Trump Renews Attacks On Federal Reserve, Causing More Market Chaos


Meanwhile, stocks are on track for their worst December performance since the Great Depression.

President Donald Trump tore into the Federal Reserve anew Monday morning with a tweet complaining the central bank is “the only problem our economy has” and that its leadership does not understand how “necessary Trade Wars or Strong Dollars or even Democrat Shutdowns over Borders” work.

The president’s comments came as the S&P 500 fell Monday morning to the brink of bear market territory.

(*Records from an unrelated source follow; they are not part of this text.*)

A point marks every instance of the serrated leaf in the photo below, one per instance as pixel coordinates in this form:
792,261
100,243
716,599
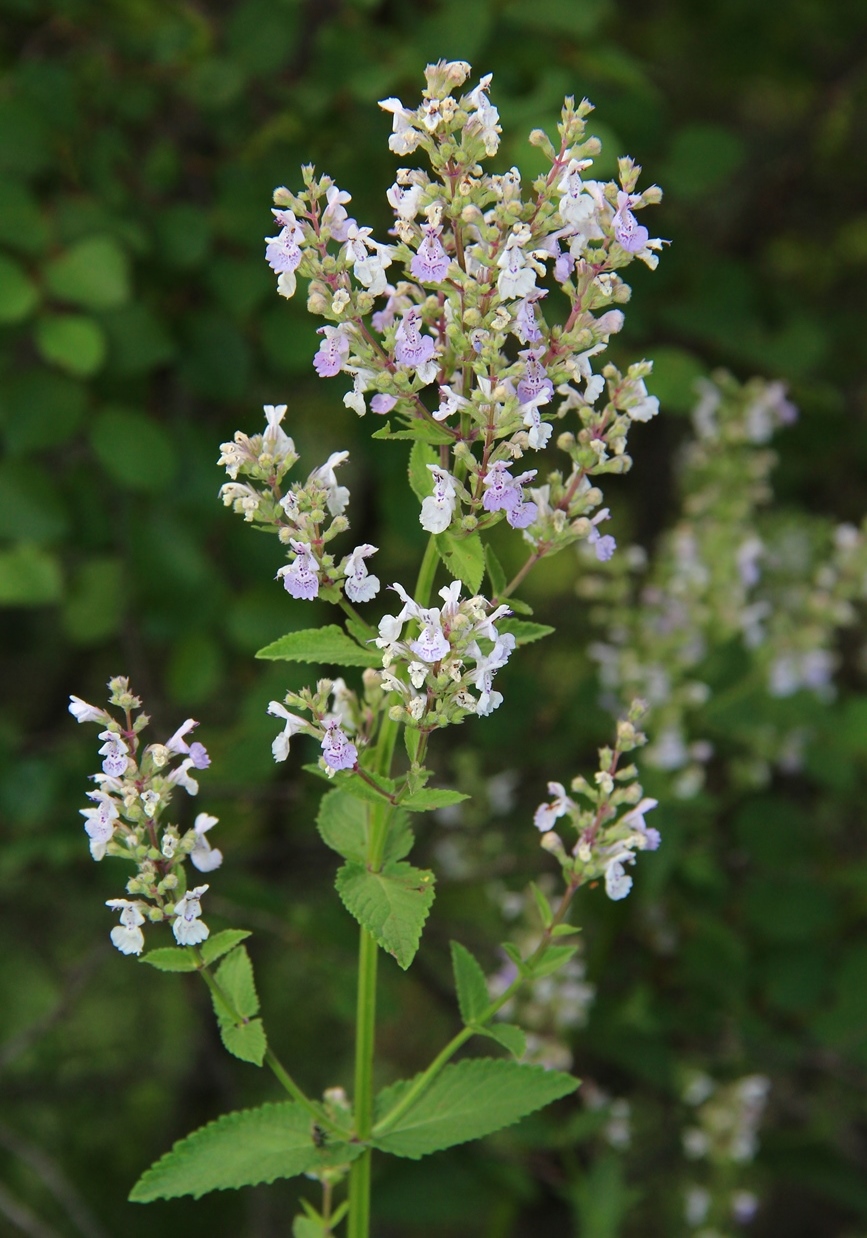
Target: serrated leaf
234,976
328,645
431,797
392,904
553,960
496,573
170,958
508,1035
240,1149
244,1040
467,1101
421,479
463,557
524,633
472,988
222,942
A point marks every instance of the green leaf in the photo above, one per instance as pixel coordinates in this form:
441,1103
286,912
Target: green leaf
234,976
327,645
222,942
93,274
29,576
463,557
496,573
342,822
240,1149
431,797
245,1040
393,904
19,295
73,342
472,988
507,1035
467,1101
170,958
524,633
421,479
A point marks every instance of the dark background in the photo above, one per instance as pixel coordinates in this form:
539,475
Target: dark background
139,145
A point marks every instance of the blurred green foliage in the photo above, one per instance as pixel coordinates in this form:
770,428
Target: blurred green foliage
139,145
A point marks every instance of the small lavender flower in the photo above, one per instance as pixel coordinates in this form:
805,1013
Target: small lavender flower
128,935
338,752
410,347
301,578
332,352
359,584
439,508
187,927
431,261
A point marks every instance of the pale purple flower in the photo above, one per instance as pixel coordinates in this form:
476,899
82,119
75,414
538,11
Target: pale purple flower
83,712
437,508
128,935
603,546
546,813
294,724
338,495
335,217
115,753
431,261
410,347
534,380
332,352
283,251
204,857
504,493
301,578
99,822
338,752
187,927
359,584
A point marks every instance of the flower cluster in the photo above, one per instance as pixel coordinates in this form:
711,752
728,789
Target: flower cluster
460,350
607,837
723,1134
445,651
129,820
306,515
725,573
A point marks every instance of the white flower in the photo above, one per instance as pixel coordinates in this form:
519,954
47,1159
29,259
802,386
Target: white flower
437,508
83,712
128,936
204,857
294,724
187,927
359,584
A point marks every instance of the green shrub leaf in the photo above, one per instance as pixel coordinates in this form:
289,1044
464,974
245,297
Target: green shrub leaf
393,904
240,1149
467,1101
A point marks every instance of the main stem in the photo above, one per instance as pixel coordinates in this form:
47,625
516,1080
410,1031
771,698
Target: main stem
358,1225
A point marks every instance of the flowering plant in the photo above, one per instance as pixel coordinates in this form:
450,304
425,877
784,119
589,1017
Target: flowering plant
461,359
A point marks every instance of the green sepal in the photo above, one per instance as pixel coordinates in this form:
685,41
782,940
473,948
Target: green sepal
472,988
328,646
467,1101
392,904
242,1149
170,958
463,557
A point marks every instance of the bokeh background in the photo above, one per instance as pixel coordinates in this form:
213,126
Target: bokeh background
139,145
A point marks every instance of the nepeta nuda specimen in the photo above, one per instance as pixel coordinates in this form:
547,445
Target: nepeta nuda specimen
446,339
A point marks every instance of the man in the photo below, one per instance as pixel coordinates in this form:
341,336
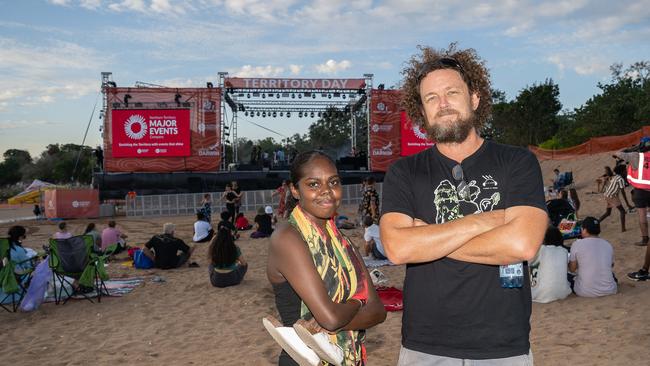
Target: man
455,212
373,241
111,235
592,259
165,249
638,174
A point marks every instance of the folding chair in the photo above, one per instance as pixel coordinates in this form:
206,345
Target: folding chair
12,284
74,257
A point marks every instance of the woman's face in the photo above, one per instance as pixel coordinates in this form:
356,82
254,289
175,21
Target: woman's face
319,190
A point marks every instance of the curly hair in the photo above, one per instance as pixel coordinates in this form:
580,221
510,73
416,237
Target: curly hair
472,69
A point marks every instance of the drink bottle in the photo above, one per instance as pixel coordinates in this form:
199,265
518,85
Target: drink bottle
511,275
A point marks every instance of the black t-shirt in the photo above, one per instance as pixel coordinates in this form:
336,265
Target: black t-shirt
453,308
265,224
166,248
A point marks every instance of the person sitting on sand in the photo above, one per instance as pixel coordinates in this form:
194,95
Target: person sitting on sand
111,235
263,224
166,248
241,222
592,259
227,265
97,236
63,232
226,223
548,270
203,231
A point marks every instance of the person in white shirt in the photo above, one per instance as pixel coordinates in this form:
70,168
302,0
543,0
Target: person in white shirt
373,241
203,231
548,270
592,259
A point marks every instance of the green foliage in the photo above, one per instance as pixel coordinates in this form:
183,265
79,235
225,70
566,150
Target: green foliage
529,119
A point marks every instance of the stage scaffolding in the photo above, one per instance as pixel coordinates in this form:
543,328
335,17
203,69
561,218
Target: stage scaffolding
277,102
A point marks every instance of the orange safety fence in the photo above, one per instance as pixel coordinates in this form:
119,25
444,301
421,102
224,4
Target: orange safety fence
594,145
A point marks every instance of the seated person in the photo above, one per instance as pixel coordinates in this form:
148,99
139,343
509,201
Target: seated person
592,259
263,224
165,249
548,270
112,235
63,232
203,231
241,222
227,265
373,241
226,223
22,259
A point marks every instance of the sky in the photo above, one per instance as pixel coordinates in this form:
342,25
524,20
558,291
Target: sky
52,52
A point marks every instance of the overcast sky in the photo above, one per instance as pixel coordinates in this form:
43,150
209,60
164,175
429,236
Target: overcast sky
52,52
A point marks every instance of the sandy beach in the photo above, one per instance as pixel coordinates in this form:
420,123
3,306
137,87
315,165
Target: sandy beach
186,321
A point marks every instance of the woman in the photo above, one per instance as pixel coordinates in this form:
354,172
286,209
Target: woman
206,207
281,192
22,260
614,186
317,275
230,198
97,236
227,265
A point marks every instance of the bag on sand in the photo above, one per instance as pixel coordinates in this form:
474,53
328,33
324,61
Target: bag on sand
141,261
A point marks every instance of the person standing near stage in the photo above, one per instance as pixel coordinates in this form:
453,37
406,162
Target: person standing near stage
455,213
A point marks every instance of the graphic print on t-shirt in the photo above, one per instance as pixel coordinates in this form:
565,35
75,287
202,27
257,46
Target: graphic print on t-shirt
449,206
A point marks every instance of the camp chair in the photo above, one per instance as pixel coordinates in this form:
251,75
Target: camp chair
74,257
12,284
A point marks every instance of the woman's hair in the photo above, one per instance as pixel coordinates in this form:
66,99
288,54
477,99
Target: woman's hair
553,236
468,64
15,233
609,172
223,251
89,228
297,167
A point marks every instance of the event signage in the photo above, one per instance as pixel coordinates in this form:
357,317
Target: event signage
413,138
150,132
271,83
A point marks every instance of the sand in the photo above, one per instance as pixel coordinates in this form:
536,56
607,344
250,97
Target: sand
186,321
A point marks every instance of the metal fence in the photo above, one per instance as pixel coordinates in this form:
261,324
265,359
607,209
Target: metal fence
188,203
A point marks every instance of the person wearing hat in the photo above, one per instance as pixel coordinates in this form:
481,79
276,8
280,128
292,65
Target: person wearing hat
592,260
263,223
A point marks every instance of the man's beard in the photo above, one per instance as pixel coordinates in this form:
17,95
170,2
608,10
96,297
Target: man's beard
454,132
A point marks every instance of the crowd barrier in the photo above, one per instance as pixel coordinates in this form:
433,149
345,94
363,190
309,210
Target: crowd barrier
188,203
594,145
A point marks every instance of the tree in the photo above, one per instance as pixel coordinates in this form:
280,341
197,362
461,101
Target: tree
530,119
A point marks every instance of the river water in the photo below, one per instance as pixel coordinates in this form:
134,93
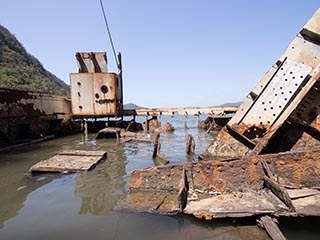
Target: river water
79,206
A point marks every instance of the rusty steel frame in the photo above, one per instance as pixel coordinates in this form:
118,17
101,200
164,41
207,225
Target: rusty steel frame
95,92
289,90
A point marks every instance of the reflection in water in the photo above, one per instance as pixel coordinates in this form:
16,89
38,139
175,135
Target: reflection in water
101,188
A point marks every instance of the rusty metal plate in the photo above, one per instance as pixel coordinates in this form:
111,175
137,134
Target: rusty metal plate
69,161
278,93
81,93
104,90
93,94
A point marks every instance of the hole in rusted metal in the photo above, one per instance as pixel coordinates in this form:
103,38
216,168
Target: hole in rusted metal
104,89
255,132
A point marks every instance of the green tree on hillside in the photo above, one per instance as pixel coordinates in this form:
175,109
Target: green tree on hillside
22,71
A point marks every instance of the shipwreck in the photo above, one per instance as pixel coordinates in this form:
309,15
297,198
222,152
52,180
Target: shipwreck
268,152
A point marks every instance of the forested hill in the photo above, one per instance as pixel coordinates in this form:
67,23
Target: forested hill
22,71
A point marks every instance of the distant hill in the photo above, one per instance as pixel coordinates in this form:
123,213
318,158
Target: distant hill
22,71
131,106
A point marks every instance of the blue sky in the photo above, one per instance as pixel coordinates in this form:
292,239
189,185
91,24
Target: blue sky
176,53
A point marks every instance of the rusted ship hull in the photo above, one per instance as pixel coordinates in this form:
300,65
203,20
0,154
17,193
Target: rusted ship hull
284,184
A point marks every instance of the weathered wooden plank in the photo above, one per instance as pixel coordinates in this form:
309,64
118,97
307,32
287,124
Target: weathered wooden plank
69,161
228,188
271,227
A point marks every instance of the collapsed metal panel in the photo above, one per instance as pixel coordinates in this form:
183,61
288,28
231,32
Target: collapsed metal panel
277,94
283,105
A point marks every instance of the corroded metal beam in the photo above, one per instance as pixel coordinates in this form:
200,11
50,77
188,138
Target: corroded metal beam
289,90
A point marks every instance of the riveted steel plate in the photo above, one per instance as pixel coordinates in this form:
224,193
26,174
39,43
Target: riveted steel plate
278,93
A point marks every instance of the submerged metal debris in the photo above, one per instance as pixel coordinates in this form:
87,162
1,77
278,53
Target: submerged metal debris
230,188
69,161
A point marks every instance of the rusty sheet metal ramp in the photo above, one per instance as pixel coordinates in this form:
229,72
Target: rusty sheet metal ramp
69,161
282,112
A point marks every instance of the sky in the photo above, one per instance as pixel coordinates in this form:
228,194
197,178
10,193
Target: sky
175,53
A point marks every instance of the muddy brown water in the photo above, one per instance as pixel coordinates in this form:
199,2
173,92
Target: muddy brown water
80,206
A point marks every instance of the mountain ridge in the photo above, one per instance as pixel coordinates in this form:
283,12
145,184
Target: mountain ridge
22,71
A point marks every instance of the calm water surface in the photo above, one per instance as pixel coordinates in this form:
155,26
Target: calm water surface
79,206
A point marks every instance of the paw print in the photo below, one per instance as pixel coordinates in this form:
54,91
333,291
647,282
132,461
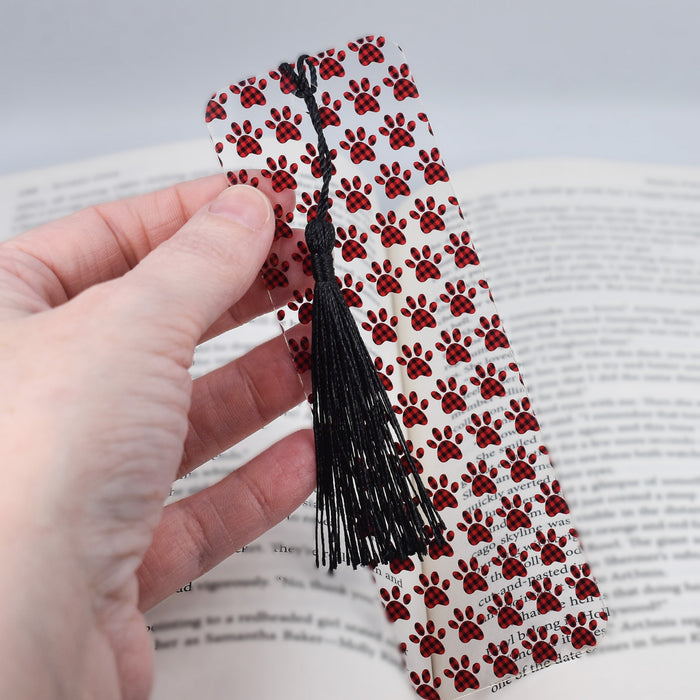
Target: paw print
515,512
216,110
450,395
507,610
481,478
280,177
489,381
394,604
472,575
382,326
355,195
302,304
285,124
274,272
390,229
542,648
384,373
424,263
359,145
428,216
447,448
463,253
554,503
511,561
502,658
411,410
482,430
301,354
245,138
420,312
400,80
580,632
250,92
467,625
313,160
425,686
428,638
463,678
395,182
584,586
368,49
520,413
351,243
351,291
328,111
415,362
329,64
363,96
546,595
432,590
476,527
385,278
520,464
454,347
432,166
494,338
442,493
549,546
459,298
398,131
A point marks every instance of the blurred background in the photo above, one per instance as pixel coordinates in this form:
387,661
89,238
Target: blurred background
500,79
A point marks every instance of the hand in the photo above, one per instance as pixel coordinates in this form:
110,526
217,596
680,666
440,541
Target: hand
100,314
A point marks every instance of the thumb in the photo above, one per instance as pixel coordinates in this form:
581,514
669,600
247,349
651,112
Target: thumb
204,268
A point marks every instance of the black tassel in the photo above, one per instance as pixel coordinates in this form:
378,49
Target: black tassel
371,506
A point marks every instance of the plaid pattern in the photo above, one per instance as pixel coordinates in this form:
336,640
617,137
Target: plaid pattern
214,111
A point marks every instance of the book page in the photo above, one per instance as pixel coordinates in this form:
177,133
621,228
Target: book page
595,269
266,620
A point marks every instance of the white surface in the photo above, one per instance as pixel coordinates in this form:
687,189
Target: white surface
500,79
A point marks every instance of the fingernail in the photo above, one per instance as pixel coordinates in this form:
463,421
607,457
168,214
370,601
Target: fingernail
244,205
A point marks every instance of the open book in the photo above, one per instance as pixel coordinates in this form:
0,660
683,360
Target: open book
594,269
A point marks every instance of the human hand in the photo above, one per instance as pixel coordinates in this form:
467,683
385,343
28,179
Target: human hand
100,314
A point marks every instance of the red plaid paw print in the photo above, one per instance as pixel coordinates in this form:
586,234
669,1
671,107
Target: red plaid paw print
394,180
515,512
507,610
481,477
472,575
445,446
546,595
476,526
521,415
462,676
511,561
459,247
581,631
550,547
494,338
420,312
432,167
433,590
520,464
428,638
489,382
580,581
416,364
454,346
390,229
502,658
398,131
467,624
542,647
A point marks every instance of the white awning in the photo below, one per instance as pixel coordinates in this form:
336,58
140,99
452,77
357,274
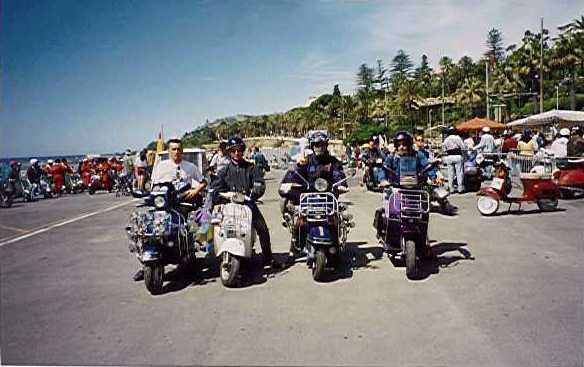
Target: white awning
551,117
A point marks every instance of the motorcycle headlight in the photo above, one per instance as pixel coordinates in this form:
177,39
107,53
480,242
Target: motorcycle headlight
159,202
320,184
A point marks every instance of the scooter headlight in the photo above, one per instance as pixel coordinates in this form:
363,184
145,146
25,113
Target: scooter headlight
320,184
160,202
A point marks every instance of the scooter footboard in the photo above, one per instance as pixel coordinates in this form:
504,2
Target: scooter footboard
234,247
489,191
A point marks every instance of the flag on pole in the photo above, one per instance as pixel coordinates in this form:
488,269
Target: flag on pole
160,142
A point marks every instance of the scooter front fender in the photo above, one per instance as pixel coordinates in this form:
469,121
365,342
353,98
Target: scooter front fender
235,247
489,191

Trump has been complaining for months about Fed monetary policy, claiming rising interest rates are putting a brake on his economic plans. The president has also reportedly discussed firing Fed Chair Jerome Powell because of his frustration with stock market losses in recent months, although in a tweet Saturday, Treasury Secretary Steven Mnuchin quoted Trump as saying “I never suggested firing Chairman Jay Powell, nor do I believe I have the right to do so.”

The Fed last week raised its benchmark interest rate a quarter-point, the fourth increase this year and the ninth since it began normalizing rates in December 2015. It came despite Trump’s tweets urging against rate hikes. Two days earlier, he said “it is incredible” that “the Fed is even considering yet another interest rate hike.”

In the meantime, markets are down more than 12 percent this month, putting them on track for the worst December since the Great Depression, CNBC noted.

The Dow Jones Industrial Average dropped by 457 points Monday in volatile trading. The Dow sank more than 2 percent down, then recovered nearly all of the day’s losses, before again falling more than 2 percent. The S&P 500 fell 1.8 percent and Nasdaq Composite Index slid 1.2 percent.

Last week the Dow lost 1,655 points, or 6.8 percent. That was the Dow’s worst week of trading since October 2008 during the financial crisis. The S&P 500 also lost 7 percent for the week and is now down 17.8 percent from its record reached earlier in the year. Wall Street traditionally considers a drop of 20 percent or more from recent highs to be a bear market.. The Nasdaq Composite is now 22 percent below its record reached in August and is in a bear market.